Wei-Chiu Chuang created HDDS-14503:
--------------------------------------
Summary: [Website v2] [Docs] [Administrator Guide] Replacing
Storage Container Manager Disks
Key: HDDS-14503
URL: https://issues.apache.org/jira/browse/HDDS-14503
Project: Apache Ozone
Issue Type: Sub-task
Components: documentation
Reporter: Wei-Chiu Chuang
[https://ozone-site-v2.staged.apache.org/docs/administrator-guide/operations/disk-replacement/storage-container-manager]
if the disk containing SCM metadata directory (ozone.scm.db.dirs) needs to be
replaced for whatever reason, the SCM metadata directory will need to be
reconstructed by running ozone scm –bootstrap. (assuming SCM HA is configured)
---
Gemini cli suggest the following content writeup:
---
Title: Replacing Storage Container Manager (SCM) Disks
Audience: Cluster Administrators
Prerequisites: Familiarity with Ozone cluster administration, especially SCM
and its HA configuration.
---
1. Overview
* Purpose: This guide details the procedure for replacing a failed disk on
an SCM node.
* Impact of SCM Disk Failure: The SCM disk is critical, as it stores the
RocksDB database containing the state of the entire cluster's physical storage,
including:
* DataNode registration and heartbeat status.
* Pipeline information and states.
* Container locations and replica information.
* A failure of this disk without a proper recovery plan can render the
cluster unable to manage storage or allocate new blocks.
* Crucial Distinction: HA vs.
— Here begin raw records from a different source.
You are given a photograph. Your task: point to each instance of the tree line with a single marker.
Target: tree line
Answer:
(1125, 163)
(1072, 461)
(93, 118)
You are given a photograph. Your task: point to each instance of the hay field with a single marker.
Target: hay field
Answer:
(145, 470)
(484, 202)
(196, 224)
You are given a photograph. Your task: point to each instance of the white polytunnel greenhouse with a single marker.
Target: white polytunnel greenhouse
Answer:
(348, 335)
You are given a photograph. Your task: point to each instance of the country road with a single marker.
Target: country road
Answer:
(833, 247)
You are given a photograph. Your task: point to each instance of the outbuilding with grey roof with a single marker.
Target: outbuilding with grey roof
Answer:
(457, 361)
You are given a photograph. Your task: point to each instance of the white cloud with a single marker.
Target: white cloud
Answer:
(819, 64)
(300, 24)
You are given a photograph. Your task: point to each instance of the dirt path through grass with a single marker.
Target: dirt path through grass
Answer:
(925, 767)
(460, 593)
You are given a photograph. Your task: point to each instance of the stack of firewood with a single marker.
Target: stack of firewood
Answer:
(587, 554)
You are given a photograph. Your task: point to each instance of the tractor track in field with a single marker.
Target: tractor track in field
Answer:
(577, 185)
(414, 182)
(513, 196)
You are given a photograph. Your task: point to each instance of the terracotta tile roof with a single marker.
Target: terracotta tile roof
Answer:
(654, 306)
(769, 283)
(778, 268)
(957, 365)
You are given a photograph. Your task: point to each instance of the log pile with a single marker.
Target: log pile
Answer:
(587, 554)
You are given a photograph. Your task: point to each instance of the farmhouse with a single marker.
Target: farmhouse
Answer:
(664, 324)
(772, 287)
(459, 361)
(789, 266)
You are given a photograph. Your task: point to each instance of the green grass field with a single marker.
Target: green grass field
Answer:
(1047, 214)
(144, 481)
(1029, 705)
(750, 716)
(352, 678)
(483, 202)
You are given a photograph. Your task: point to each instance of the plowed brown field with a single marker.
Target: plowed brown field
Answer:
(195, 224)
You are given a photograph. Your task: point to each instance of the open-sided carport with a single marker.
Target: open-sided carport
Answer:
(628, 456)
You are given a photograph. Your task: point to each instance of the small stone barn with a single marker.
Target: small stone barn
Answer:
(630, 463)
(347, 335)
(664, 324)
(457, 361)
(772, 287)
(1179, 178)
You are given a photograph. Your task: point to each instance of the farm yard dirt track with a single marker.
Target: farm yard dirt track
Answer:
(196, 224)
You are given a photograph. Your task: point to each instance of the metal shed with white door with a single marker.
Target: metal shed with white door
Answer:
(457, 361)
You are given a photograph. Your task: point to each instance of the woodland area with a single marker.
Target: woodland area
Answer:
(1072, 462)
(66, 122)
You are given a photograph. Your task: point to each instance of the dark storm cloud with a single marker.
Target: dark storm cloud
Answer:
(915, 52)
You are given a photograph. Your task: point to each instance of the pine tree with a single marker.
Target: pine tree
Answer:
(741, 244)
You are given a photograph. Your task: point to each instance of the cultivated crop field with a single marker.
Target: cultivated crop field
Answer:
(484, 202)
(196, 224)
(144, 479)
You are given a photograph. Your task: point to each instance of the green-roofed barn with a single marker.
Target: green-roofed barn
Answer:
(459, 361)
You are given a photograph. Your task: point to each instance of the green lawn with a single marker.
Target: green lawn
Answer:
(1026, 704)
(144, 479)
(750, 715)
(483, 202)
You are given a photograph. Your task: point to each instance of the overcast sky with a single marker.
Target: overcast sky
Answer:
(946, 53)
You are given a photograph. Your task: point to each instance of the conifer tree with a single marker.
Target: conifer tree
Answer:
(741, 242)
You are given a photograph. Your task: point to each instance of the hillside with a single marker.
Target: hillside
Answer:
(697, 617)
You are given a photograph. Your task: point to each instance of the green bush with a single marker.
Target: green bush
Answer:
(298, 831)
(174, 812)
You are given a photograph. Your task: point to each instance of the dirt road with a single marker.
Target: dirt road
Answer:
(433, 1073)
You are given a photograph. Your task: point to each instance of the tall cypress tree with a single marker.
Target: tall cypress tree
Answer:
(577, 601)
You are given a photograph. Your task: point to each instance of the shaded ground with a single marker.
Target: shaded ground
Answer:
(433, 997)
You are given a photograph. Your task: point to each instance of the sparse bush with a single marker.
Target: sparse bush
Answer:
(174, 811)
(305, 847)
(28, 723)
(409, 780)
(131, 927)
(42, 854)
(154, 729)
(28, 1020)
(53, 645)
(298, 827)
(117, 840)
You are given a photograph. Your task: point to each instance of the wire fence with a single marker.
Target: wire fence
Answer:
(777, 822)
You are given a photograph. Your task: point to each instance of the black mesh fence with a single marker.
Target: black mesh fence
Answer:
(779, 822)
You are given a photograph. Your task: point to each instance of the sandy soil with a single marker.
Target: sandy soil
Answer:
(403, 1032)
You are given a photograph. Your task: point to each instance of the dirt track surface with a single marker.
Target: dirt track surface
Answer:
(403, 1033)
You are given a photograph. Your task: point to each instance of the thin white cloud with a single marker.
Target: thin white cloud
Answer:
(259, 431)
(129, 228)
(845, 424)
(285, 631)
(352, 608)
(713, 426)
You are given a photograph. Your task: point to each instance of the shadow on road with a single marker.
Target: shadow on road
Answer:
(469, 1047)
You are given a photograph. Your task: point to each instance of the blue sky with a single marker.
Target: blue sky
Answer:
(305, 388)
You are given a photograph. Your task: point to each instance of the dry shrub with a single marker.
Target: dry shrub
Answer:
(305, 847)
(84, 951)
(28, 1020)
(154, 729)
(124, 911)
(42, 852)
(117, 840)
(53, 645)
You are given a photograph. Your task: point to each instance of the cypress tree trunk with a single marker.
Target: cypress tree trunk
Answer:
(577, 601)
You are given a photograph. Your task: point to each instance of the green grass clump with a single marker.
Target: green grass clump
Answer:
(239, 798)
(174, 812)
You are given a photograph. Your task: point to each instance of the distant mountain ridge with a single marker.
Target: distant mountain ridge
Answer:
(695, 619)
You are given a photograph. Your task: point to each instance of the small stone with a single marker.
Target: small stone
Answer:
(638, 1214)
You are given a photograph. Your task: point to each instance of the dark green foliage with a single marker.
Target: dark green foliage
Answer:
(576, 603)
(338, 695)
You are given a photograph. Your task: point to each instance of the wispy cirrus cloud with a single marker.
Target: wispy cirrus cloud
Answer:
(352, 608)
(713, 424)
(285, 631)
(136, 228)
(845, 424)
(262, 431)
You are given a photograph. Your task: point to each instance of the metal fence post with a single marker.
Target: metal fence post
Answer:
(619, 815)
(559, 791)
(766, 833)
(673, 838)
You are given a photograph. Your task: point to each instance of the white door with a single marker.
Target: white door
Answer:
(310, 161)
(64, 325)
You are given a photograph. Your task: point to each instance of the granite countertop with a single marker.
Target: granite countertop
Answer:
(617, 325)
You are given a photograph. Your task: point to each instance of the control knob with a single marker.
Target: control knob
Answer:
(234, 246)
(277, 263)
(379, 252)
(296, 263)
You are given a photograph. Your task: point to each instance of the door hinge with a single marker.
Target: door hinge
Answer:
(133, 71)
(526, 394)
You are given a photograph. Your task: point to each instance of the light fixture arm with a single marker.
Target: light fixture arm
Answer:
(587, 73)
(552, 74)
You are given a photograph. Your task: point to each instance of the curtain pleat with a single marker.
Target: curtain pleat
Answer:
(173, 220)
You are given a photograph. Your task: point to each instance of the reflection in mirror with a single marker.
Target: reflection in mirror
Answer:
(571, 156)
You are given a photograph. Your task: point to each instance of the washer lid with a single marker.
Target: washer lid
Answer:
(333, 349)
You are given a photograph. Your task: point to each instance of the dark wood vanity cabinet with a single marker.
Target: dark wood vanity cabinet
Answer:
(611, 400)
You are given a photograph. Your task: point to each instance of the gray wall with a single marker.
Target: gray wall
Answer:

Non-HA: The procedure depends entirely on
whether your SCM is a single, standalone instance or part of a High-Availability
(HA) Ratis-based quorum. Running a standalone SCM is a single point of
failure and is not recommended for production environments.
---
2. Pre-flight Checks
1. Identify the Failed Disk: Use system tools (dmesg, smartctl, etc.) to
confirm which disk has failed and its mount point.
2. Identify SCM Directories: Check your ozone-site.xml to confirm which
Ozone directories are on the failed disk. The most important properties are:
* ozone.scm.db.dirs: The primary SCM metadata database.
* ozone.scm.ha.ratis.storage.dir: The location for SCM's internal HA
Ratis logs (in an HA setup).
3. Prepare the Replacement Disk: Physically install a new, healthy disk.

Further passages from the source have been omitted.